Screenwriter James DeMonaco was probably able to sell his script for The Purge on the strength of the concept alone. A dystopian future America in which all crime is legal for 12 hours a year is a great high-concept horror premise that unsurprisingly launched a lucrative franchise. But the first Purge film squandered that premise with a generic home invasion thriller. There’s barely any worldbuilding – just a band of masked creeps terrorizing a family. It plays like Hush or The Strangers. The Purge might as well not be going on outside the house.
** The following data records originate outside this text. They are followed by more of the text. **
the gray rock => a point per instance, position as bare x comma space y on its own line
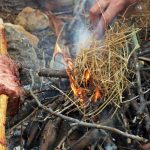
23, 52
32, 19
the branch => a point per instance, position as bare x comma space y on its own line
82, 123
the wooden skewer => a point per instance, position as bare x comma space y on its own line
3, 98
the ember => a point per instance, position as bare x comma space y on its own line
80, 92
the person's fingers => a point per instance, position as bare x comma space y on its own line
111, 12
107, 17
97, 9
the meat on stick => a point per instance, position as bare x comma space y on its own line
10, 89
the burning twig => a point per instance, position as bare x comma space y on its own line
82, 123
53, 73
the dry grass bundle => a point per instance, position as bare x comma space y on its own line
141, 15
106, 65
The sequels to The Purge have dug into the expanded universe in more depth, but ever since the third movie – 2016’s The Purge: Election Year – the filmmakers have gone way overboard with the politics. Although The Purge is tailor-made to broadly satirize issues like gun violence and rising crime rates, the third film crammed it through the narrow lens of one election cycle. Since then, the franchise has leaned too heavily into unsubtle political commentary, singularly focused on the policies of the Trump administration. The most recent entry, The Forever Purge, is all about protecting America’s borders.
A Sixth Purge Movie (Featuring A Familiar Face) Is On The Way
From Election Year on, the New Founding Fathers of America became a caricature of the alt-right. This could’ve been a smart move that put real-world villains in a horror context, but it’s let down by a tactless approach that takes the political parallels too far. The protagonist is a thinly veiled Hillary Clinton stand-in: an anti-Purge presidential candidate being targeted by Purge-loving domestic terrorists. Each subsequent sequel has doubled down on heavy-handed political satire that blandly references recent events.